WATCH: Ranking Member Burr delivers opening remarks before the nomination hearing for James Kvaal to serve as Under Secretary of Education.


“I want to be clear about some worries I have about proposals by some of my colleagues on the other side of the aisle, as well as suggestions within the Biden Administration, to cancel extraordinary amounts of outstanding federal student loan debt.

“I firmly believe this is the wrong solution to what I think most of us agree are challenges faced by many current and future student loan borrowers.

“The Higher Education Act – or HEA – was enacted in 1965. Are we supposed to believe that for the last 56 years that the HEA has been in place, the Secretary has been able to cancel vast amounts of debt for every single borrower in the United States this whole time and we just didn’t know about it until now?

“Mr. Kvaal, I must be honest with you and with everyone else on this Committee: this does not pass the laugh test.

“Importantly, I believe the negative implications of unilaterally cancelling outstanding federal student loan debt would be more than enough to deem this bad policy.

“For starters, this has a one-time cost of as much as one trillion dollars shifting that burden onto unsuspecting taxpayers. It’s also a regressive policy, meaning it will benefit the rich, mostly people who will already earn more because of their college education. It would be a huge gift particularly for Americans with student loan debt from graduate school who disproportionately earn higher incomes. It is also a very poorly targeted use of federal resources that does nothing to benefit the more than 200 million Americans that do not have federal student debt and never attended college. Finally, the promise of cancelling mass amounts of student loan debt creates a significant moral hazard.

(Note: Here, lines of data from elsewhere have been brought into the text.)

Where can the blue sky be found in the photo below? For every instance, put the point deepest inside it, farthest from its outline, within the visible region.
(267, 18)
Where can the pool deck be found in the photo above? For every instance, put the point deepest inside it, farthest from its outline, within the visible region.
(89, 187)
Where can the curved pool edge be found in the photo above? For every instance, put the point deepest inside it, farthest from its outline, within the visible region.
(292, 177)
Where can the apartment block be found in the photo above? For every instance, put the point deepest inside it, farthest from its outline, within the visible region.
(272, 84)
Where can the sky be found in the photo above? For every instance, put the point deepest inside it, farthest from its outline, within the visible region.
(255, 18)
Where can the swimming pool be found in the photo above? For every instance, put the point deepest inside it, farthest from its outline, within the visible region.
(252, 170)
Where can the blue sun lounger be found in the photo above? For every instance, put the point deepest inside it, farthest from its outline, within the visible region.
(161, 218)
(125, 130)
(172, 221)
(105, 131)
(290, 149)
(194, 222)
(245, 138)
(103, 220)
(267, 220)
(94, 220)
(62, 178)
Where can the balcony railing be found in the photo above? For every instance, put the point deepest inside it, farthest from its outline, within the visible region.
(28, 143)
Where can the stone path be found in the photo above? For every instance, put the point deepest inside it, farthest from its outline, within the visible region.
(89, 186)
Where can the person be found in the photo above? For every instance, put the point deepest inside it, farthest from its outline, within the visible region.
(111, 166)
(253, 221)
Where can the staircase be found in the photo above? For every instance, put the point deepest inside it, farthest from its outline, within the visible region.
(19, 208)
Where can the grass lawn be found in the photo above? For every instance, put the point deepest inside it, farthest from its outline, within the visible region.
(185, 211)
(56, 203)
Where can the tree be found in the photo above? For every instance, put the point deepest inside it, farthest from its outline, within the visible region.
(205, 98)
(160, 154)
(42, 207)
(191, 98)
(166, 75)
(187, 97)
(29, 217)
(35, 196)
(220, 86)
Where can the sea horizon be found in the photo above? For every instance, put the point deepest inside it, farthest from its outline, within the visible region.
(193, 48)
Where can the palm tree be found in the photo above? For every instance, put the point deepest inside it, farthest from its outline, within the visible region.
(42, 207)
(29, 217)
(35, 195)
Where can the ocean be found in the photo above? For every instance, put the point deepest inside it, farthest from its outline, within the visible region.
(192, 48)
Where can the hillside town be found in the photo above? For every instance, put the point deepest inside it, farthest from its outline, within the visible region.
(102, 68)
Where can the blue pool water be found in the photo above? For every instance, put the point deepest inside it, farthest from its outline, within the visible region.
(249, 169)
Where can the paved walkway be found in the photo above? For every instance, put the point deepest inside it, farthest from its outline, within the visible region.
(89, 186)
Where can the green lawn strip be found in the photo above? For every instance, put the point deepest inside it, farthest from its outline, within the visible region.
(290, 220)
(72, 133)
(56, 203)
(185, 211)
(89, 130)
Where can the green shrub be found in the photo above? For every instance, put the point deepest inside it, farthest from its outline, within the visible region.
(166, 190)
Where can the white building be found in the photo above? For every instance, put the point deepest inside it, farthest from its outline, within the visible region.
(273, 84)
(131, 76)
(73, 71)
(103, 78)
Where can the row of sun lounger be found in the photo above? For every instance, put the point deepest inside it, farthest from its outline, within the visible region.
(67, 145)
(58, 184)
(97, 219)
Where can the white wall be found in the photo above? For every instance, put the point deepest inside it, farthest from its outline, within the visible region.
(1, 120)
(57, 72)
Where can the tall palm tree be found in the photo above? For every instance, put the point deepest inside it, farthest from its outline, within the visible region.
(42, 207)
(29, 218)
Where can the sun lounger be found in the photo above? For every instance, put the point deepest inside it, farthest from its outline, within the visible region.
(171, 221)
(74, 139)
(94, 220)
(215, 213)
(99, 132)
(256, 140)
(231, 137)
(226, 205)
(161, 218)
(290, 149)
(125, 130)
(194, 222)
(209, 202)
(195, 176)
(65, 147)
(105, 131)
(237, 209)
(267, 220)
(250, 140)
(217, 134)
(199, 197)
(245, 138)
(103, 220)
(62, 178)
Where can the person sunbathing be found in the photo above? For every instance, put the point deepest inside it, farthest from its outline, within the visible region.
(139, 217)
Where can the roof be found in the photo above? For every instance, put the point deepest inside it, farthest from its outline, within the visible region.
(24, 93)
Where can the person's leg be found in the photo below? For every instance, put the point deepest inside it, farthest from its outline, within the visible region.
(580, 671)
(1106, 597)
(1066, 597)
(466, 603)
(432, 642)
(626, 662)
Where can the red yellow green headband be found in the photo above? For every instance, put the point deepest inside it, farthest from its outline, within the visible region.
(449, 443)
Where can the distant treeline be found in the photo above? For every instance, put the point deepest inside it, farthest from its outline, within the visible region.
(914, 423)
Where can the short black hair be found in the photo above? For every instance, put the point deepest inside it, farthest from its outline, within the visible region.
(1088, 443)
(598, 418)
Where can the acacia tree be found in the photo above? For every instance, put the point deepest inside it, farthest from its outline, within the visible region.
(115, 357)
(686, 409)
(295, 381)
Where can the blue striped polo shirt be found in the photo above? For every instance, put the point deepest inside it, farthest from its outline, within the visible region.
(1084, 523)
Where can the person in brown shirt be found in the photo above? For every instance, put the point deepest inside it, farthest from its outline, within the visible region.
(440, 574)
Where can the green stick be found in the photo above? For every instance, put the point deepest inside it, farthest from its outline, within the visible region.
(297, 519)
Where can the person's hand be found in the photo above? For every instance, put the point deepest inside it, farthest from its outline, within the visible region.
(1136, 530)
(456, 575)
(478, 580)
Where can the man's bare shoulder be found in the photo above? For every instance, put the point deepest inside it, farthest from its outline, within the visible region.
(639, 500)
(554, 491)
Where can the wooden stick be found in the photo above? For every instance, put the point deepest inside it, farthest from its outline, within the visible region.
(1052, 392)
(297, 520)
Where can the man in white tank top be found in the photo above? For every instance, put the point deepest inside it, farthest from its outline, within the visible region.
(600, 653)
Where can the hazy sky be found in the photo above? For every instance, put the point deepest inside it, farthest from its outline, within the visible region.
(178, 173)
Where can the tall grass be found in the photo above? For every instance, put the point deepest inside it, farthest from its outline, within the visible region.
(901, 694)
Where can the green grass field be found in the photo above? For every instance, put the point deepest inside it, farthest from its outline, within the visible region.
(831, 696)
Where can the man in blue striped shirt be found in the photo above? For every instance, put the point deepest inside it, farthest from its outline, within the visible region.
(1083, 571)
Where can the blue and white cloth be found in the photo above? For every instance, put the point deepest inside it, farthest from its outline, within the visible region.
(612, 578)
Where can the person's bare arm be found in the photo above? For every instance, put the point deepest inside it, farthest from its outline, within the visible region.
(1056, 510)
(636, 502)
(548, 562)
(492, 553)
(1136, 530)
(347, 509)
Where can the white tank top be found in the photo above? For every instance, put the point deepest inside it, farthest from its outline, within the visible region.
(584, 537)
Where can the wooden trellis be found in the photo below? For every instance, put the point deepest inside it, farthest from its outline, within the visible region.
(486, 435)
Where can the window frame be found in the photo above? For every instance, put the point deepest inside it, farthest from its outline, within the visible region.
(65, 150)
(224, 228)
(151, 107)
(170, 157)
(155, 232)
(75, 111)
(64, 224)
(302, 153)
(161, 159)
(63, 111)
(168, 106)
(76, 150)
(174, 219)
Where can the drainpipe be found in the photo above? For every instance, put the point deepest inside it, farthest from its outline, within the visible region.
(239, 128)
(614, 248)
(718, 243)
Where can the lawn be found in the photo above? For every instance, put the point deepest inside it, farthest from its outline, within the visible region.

“So, we know what will happen if we cancel tens of thousands of dollars of student loan debt for individual borrowers. What will stop schools from raising tuition higher and higher and digging an even deeper debt hole? Without institutional accountability, will you be asking the American taxpayer to foot another loan forgiveness scheme every 5, 10, 15, 20 years? Where does it end?

“In addition to asking colleges and universities to play their part to stem this debt spiral, I have a better idea for loan repayment. A few weeks ago, my colleague Angus King and I reintroduced the Repay Act.

“Instead of making students choose between nine unique loan repayment plans, our plan would allow borrowers to choose between two simple plans.

“The first is what most borrowers already pay now: a fixed, 10-year repayment option. The second is a Simplified Income-Driven Repayment Plan. It simultaneously accounts for how much a student borrowed, and how much they currently earn.

“I believe the Repay Act is a commonsense solution to our over-complicated student loan repayment system. It’s fair to students and fair to taxpayers.

“Mr. Kvaal, if confirmed, I would look forward to working with you on this pragmatic bipartisan solution and others, and I hope you would do the same.”